Mes Guy Paquette, Serge Létourneau, Audrey Létourneau et Julien Delisle. Photos : Sites web de Paquette Gadler et de LLB Avocats
Mes Guy Paquette, Serge Létourneau, Audrey Létourneau et Julien Delisle. Photos : Sites web de Paquette Gadler et de LLB Avocats
Plus de deux millions de clients d’Hydro-Québec pourraient recevoir un crédit sur leur facture en fin d’année 2021, en vertu d’une entente passée pour mettre fin à une action collective.

Hydro-Québec était visée par cette action collective depuis 11 ans, quand la Cour supérieure avait accepté d’entendre la demande d’un groupe mené par Monique Charland, rappelle La Presse.

L’action collective alléguait que la société d’État avait contrevenu à la Loi sur l’intérêt, en n’informant pas sa clientèle du taux d’intérêt annualisé applicable sur les montants à payer sur des factures émises entre le 1er janvier 2008 et le 30 avril 2010. Le taux annuel des frais d’administration imposés par Hydro-Québec aurait dû être indiqué directement sur les factures des clients, avançait le groupe.

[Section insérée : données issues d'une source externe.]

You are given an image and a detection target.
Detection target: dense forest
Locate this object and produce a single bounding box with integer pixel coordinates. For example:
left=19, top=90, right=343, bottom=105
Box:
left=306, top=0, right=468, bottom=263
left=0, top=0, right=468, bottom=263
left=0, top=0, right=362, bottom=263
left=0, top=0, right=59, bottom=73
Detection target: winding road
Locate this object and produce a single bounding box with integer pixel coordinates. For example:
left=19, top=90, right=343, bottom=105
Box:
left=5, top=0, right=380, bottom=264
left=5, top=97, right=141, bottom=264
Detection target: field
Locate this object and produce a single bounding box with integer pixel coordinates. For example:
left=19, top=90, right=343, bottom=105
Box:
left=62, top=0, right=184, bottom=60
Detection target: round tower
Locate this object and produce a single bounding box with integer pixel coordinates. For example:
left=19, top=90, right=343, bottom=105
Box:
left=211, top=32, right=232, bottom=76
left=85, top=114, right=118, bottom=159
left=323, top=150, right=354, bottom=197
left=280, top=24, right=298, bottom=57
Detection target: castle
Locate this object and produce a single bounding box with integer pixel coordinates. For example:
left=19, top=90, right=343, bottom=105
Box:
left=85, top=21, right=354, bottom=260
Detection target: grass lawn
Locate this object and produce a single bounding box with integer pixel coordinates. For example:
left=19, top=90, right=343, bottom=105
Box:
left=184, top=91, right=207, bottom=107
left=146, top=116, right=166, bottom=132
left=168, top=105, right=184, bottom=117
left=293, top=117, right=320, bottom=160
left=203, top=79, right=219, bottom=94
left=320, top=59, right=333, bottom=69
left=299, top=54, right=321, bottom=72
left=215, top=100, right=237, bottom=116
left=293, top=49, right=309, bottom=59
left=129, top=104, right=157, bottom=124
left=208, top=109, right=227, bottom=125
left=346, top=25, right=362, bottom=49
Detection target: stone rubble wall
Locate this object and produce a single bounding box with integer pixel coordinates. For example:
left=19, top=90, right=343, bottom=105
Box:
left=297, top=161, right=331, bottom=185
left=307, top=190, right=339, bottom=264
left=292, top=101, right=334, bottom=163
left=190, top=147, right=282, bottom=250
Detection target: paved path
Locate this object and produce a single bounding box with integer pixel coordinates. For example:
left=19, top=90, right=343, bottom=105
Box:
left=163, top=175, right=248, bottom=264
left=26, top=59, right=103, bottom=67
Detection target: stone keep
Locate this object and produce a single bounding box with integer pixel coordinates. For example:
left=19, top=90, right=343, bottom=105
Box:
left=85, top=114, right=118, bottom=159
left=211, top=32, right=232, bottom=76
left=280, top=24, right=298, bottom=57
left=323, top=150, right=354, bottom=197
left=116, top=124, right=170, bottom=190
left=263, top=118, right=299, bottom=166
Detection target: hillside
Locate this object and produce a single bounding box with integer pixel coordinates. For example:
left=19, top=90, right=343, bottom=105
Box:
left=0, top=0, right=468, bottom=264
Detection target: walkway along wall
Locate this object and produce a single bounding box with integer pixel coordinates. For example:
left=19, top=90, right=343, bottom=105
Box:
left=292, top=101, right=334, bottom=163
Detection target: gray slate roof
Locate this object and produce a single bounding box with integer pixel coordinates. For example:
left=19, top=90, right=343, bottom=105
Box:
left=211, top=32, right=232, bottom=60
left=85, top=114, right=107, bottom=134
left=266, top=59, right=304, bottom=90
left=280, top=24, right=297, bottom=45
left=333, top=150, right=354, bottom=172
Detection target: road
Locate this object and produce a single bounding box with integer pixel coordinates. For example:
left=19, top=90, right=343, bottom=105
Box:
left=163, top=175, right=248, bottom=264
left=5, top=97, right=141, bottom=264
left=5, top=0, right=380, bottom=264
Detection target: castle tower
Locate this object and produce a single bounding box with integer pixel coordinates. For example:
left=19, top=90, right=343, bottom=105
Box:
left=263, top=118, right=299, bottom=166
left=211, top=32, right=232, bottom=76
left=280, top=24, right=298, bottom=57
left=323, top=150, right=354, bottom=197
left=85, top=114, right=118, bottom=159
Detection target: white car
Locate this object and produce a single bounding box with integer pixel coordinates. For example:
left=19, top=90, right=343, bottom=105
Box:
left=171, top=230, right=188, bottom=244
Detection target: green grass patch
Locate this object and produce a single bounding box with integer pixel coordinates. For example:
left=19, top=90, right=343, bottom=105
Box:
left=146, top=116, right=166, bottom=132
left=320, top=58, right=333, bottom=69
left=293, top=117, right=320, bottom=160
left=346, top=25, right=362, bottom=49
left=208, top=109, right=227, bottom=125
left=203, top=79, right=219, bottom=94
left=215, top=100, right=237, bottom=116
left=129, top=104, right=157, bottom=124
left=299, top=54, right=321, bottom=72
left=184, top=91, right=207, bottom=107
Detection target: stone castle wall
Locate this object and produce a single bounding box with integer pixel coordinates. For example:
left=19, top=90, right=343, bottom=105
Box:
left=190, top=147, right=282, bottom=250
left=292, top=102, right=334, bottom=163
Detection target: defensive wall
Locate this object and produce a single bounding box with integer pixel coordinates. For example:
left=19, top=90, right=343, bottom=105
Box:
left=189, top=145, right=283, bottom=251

« Cette entente ne constitue pas un aveu de responsabilité de la part d’Hydro-Québec, qui maintient que ses pratiques étaient conformes à la loi dans la mesure où le taux annuel des frais d’administration figurait dans les Tarifs et conditions du Distributeur et dans les Conditions de service d’électricité, qui constituaient le contrat liant la société d’État et ses clients comme l’ont reconnu différents tribunaux », souligne de son côté Hydro-Québec par communiqué.

Hydro-Québec avait obtenu gain de cause devant la Cour supérieure du Québec. Mais le groupe avait porté cette décision en appel. La conséquence d’une défaite en appel aurait pu occasionner un déboursement de 100 millions de dollars, incluant les intérêts et les frais judiciaires, précise la société d’État.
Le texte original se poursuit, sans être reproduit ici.